IMSLP.org is a nice source of public domain or otherwise freely available scores (including solo piano arrangements). Additionally, there are MIDI music collections around, which are lightweight, but encode melodies, which can then be viewed as scores (e.g., with MuseScore 2). Musopen also provides sheet music, as well as recordings of classical music.

Composition

Music composition seems to be rather similar to poetry, and to arts in general: a creative process, but one can reuse a musical form, learn and use a variety of approaches and tricks (by analyzing existing works, in addition to just reading about techniques), experiment and try things out.

Music appreciation seems useful to study as well; "Inside the Score" is one of the YouTube channels focusing on that.

Ryan Leach on YouTube makes nice videos explaining the composition process. David Bennett Piano brings up plenty of interesting subjects and analyzes songs.

On singing

While I don't sing, a brief look into it suggests that as with most of other skills, it's primarily about learning and practicing, exercising.

Yet even without singing, it is interesting to learn about vocal registers and related topics.

Possibly it is a wrong way to learn and practice, but I found it fun to set a tuner program on a phone (e.g., Tuner from F-Droid repositories), and try hitting notes.

Ear training

For Android, there is the Open Ear program, available from Android: seems to be a little buggy (making noises), but allows to practice recognition of scale degrees.

The musictheory.net website also provides exercises, including those for ear training. A similar one to train playing from memory is lend-me-your-ears.specr.net.

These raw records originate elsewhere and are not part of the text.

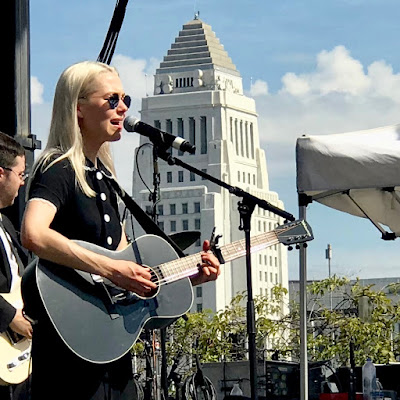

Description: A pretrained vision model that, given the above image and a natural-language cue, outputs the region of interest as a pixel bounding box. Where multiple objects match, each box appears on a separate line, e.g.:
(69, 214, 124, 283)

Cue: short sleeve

(29, 158, 75, 210)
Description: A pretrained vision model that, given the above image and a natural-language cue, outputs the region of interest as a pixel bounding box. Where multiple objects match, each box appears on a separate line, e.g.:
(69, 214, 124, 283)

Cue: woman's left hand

(190, 240, 221, 286)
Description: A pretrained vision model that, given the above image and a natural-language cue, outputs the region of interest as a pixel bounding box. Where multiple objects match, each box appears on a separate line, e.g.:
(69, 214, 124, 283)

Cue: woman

(21, 61, 220, 400)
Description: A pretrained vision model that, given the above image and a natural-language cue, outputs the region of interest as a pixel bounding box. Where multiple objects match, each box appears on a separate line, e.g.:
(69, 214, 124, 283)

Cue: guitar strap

(105, 176, 185, 258)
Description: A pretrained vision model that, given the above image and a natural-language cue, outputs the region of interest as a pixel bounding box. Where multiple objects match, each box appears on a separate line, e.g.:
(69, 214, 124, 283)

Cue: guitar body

(0, 282, 32, 385)
(21, 235, 193, 364)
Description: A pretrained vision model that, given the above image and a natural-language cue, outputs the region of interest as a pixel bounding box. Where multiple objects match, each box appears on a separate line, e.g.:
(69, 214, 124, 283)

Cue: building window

(167, 171, 172, 183)
(158, 221, 164, 231)
(270, 272, 273, 282)
(238, 171, 240, 182)
(166, 119, 172, 133)
(178, 171, 184, 182)
(200, 116, 207, 154)
(145, 205, 152, 215)
(253, 174, 256, 185)
(177, 118, 184, 156)
(245, 122, 249, 158)
(235, 119, 239, 155)
(240, 121, 244, 157)
(182, 220, 189, 231)
(260, 288, 263, 296)
(196, 286, 202, 298)
(195, 237, 201, 247)
(157, 204, 164, 216)
(250, 123, 255, 159)
(194, 202, 201, 213)
(242, 172, 245, 182)
(195, 219, 201, 230)
(201, 169, 207, 180)
(170, 220, 176, 232)
(196, 303, 203, 312)
(182, 203, 188, 214)
(170, 204, 176, 215)
(259, 271, 262, 280)
(190, 171, 196, 181)
(259, 254, 262, 264)
(230, 117, 233, 143)
(154, 120, 161, 129)
(275, 274, 278, 284)
(189, 117, 196, 154)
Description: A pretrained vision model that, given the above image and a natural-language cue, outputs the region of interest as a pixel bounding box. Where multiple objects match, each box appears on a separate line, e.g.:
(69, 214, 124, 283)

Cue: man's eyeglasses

(107, 94, 131, 109)
(0, 166, 28, 181)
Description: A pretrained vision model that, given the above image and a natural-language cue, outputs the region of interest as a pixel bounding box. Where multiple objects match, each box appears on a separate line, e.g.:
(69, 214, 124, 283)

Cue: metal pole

(299, 204, 308, 400)
(325, 244, 332, 310)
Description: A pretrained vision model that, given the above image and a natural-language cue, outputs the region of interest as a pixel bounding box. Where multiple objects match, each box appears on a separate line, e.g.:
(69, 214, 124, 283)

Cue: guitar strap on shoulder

(105, 176, 185, 258)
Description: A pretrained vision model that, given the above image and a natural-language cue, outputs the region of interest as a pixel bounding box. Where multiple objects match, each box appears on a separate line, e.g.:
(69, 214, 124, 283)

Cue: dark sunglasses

(107, 94, 131, 109)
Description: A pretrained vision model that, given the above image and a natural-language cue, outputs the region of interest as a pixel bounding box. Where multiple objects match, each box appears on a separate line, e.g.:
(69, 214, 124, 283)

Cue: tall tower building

(132, 16, 288, 314)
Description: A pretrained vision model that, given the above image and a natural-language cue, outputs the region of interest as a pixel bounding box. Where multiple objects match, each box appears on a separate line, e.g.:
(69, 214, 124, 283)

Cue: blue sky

(30, 0, 400, 280)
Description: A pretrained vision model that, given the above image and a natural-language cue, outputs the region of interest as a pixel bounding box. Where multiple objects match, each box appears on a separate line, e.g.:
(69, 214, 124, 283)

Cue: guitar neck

(155, 230, 279, 283)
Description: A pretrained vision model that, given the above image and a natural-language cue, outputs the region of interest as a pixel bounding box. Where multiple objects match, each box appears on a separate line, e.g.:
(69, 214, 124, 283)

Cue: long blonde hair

(29, 61, 118, 197)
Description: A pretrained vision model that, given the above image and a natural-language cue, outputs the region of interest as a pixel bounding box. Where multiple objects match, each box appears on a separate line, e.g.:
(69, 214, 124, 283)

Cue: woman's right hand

(110, 260, 157, 297)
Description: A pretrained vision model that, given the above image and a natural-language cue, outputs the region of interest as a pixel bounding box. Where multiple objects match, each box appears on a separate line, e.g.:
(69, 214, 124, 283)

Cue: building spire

(194, 10, 200, 20)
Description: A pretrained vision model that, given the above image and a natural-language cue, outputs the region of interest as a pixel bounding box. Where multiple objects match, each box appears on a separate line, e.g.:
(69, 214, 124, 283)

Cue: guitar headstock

(276, 220, 314, 246)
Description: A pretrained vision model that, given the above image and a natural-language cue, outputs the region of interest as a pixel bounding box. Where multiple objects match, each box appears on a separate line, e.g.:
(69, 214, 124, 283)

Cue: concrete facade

(132, 17, 288, 314)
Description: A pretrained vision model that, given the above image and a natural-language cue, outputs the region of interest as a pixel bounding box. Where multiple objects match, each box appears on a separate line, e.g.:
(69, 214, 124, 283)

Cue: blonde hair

(29, 61, 118, 197)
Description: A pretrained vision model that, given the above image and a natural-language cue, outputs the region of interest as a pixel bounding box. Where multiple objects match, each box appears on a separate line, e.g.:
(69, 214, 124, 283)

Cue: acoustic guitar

(21, 219, 313, 364)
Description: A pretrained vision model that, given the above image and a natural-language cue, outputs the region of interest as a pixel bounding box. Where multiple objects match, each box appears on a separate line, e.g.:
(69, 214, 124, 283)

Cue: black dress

(27, 157, 136, 400)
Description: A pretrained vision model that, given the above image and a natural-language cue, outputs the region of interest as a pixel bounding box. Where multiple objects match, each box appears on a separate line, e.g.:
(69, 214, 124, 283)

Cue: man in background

(0, 131, 32, 399)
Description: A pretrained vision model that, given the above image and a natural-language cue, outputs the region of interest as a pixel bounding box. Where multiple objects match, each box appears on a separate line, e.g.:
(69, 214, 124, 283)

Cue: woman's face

(78, 71, 130, 148)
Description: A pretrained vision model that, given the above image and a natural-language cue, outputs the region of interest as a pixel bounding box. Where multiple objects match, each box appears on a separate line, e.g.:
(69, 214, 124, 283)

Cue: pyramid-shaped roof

(156, 18, 239, 75)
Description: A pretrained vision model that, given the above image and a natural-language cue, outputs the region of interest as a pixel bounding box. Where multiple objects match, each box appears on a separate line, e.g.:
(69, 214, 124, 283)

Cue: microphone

(123, 116, 196, 154)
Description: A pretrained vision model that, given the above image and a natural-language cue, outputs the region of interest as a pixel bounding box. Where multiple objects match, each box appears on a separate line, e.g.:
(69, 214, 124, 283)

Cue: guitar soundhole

(147, 268, 160, 298)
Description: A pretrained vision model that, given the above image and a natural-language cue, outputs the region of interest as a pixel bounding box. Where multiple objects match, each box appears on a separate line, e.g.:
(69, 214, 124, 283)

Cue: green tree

(146, 277, 400, 371)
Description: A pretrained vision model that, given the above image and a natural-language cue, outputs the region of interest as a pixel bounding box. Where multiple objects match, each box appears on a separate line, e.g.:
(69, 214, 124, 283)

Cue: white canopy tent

(295, 123, 400, 400)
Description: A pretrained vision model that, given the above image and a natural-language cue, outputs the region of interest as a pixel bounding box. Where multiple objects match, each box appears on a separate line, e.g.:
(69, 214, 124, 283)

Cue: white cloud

(249, 79, 269, 96)
(112, 54, 160, 116)
(280, 46, 370, 96)
(31, 76, 44, 105)
(255, 45, 400, 180)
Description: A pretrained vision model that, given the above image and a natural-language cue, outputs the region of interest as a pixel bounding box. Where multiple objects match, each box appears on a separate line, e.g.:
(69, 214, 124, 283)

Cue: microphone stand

(153, 146, 295, 400)
(145, 145, 166, 400)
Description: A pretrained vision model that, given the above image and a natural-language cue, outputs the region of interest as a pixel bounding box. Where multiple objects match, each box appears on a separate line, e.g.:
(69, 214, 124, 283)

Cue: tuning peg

(295, 244, 300, 250)
(303, 243, 308, 248)
(288, 246, 293, 251)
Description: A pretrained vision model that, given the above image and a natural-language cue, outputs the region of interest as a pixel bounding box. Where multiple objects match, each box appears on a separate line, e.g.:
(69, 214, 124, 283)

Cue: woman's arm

(21, 200, 156, 296)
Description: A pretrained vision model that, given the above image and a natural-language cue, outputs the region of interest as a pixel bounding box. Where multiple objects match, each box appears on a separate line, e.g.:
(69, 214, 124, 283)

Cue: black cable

(135, 143, 154, 194)
(97, 0, 130, 64)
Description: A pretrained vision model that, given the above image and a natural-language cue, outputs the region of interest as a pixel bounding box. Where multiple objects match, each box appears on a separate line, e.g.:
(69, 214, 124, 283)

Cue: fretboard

(154, 230, 280, 284)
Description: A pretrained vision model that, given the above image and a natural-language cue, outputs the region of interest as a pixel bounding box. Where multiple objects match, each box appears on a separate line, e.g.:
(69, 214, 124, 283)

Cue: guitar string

(149, 235, 282, 287)
(147, 222, 305, 287)
(151, 231, 279, 284)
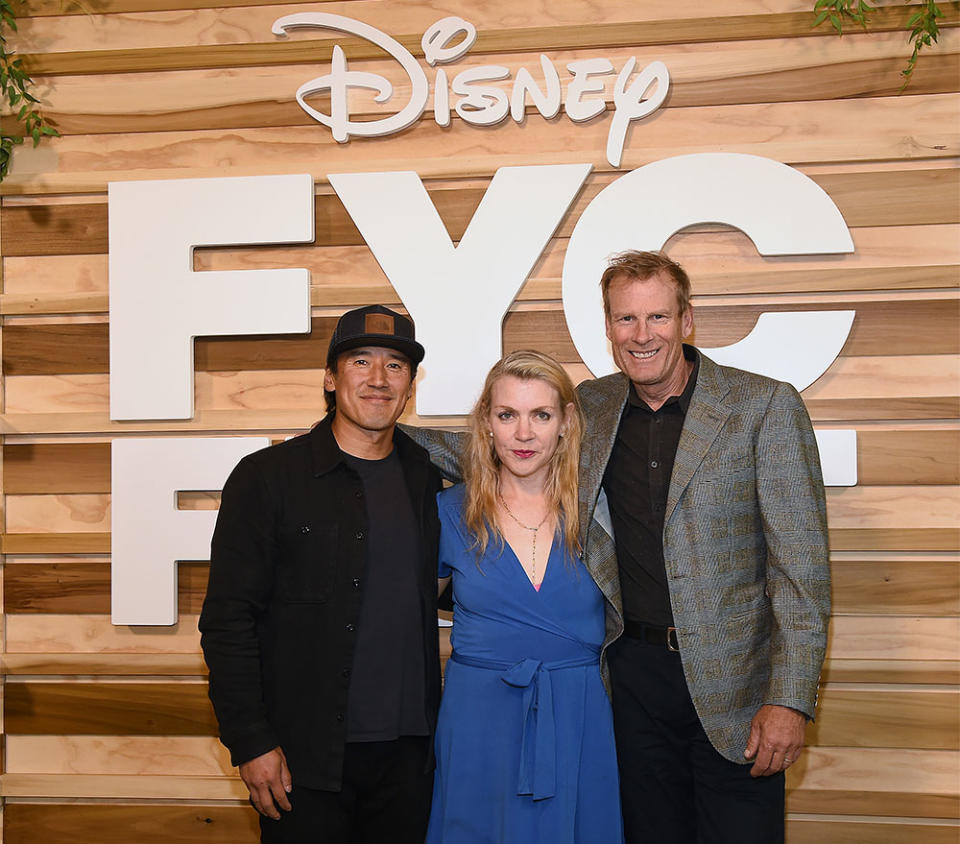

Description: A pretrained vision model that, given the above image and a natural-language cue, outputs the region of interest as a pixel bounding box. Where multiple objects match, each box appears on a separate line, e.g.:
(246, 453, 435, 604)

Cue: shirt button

(354, 530, 364, 541)
(355, 490, 363, 499)
(336, 712, 344, 722)
(352, 578, 361, 589)
(300, 525, 311, 534)
(346, 623, 356, 633)
(650, 460, 659, 468)
(341, 668, 351, 679)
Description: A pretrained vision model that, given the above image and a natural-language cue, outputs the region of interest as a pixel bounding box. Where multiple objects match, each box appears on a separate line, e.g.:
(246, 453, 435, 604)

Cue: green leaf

(814, 10, 830, 26)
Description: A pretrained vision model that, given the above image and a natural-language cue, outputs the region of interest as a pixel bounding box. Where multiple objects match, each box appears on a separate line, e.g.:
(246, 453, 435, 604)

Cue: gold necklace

(498, 493, 550, 586)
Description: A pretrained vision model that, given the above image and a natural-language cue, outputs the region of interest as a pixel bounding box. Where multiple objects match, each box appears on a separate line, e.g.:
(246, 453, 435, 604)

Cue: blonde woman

(426, 351, 623, 844)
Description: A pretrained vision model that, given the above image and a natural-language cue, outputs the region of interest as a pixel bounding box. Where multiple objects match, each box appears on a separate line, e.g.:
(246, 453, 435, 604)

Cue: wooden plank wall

(1, 0, 959, 840)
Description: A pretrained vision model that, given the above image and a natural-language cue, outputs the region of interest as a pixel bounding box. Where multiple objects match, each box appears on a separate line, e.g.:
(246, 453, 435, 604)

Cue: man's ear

(323, 368, 337, 392)
(682, 306, 694, 339)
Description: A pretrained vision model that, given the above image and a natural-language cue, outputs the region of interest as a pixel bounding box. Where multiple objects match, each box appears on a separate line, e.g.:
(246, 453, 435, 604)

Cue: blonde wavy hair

(462, 350, 584, 559)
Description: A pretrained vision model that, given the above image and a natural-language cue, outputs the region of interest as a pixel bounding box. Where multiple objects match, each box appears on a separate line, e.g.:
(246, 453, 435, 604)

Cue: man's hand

(240, 747, 293, 819)
(743, 704, 806, 777)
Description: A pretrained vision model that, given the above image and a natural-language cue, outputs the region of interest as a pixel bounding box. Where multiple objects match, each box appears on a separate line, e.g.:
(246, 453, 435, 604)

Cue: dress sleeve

(437, 490, 456, 578)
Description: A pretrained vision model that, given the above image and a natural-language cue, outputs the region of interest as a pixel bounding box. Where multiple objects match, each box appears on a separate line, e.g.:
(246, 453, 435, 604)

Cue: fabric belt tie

(450, 651, 597, 801)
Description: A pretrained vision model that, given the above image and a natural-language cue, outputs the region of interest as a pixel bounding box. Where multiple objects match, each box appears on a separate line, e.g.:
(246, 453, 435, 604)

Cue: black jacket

(199, 415, 442, 790)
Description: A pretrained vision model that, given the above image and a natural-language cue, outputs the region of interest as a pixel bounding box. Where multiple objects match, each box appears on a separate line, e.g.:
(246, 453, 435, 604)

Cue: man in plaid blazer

(574, 250, 830, 843)
(408, 250, 829, 843)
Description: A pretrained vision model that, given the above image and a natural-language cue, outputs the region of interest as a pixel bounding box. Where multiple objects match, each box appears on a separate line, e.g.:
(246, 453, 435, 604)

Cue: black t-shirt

(342, 449, 428, 741)
(602, 349, 699, 627)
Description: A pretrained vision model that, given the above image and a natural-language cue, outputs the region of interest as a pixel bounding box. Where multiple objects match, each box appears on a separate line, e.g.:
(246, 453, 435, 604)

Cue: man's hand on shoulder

(744, 704, 806, 777)
(240, 746, 293, 819)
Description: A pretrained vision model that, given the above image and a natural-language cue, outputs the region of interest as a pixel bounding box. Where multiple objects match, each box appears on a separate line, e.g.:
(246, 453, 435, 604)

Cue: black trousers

(259, 737, 433, 844)
(608, 635, 784, 844)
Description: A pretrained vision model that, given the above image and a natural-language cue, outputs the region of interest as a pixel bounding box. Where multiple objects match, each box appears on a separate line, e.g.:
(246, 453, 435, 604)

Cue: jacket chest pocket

(690, 467, 756, 508)
(276, 523, 339, 603)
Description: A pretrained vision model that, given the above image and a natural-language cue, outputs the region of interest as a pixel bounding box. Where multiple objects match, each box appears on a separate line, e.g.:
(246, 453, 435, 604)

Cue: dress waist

(449, 650, 599, 800)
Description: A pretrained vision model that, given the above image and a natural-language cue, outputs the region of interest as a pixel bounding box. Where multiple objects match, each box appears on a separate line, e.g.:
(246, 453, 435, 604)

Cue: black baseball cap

(326, 305, 425, 368)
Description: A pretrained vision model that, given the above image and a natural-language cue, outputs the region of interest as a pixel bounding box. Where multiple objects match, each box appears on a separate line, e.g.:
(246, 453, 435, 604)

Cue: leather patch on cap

(365, 313, 395, 335)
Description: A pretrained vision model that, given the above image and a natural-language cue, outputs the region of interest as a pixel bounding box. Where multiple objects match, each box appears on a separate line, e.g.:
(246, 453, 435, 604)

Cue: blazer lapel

(665, 352, 731, 526)
(578, 374, 630, 535)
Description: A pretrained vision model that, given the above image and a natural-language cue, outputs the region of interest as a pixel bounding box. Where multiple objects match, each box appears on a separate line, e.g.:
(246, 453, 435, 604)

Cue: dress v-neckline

(502, 535, 554, 594)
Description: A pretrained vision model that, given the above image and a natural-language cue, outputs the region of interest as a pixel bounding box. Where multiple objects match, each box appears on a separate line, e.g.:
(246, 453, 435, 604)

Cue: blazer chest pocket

(690, 468, 755, 507)
(276, 523, 338, 603)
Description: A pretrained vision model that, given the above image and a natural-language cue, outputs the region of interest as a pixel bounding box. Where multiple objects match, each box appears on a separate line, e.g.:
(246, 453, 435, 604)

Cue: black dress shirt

(602, 349, 699, 626)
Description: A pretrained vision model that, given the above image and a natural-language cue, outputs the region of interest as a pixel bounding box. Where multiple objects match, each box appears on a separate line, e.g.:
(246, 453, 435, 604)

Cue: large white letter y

(330, 165, 591, 415)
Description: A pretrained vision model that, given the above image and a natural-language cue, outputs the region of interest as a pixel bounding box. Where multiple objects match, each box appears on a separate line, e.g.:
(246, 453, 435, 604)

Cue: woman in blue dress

(427, 350, 623, 844)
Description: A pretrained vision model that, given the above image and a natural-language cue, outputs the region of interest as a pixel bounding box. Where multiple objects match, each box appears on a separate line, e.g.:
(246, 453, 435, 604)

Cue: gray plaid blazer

(407, 348, 830, 762)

And I composed a shell script using SoX for practice of identification of scale degrees and intervals.

Motivation

Sometimes I find myself questioning the usefulness of these amateur music studies, particularly of playing instruments (while the theory and composition may conceivably be applied somehow), but it helps to view it as a recreational activity, quite similar to a game: the process itself should be enjoyable.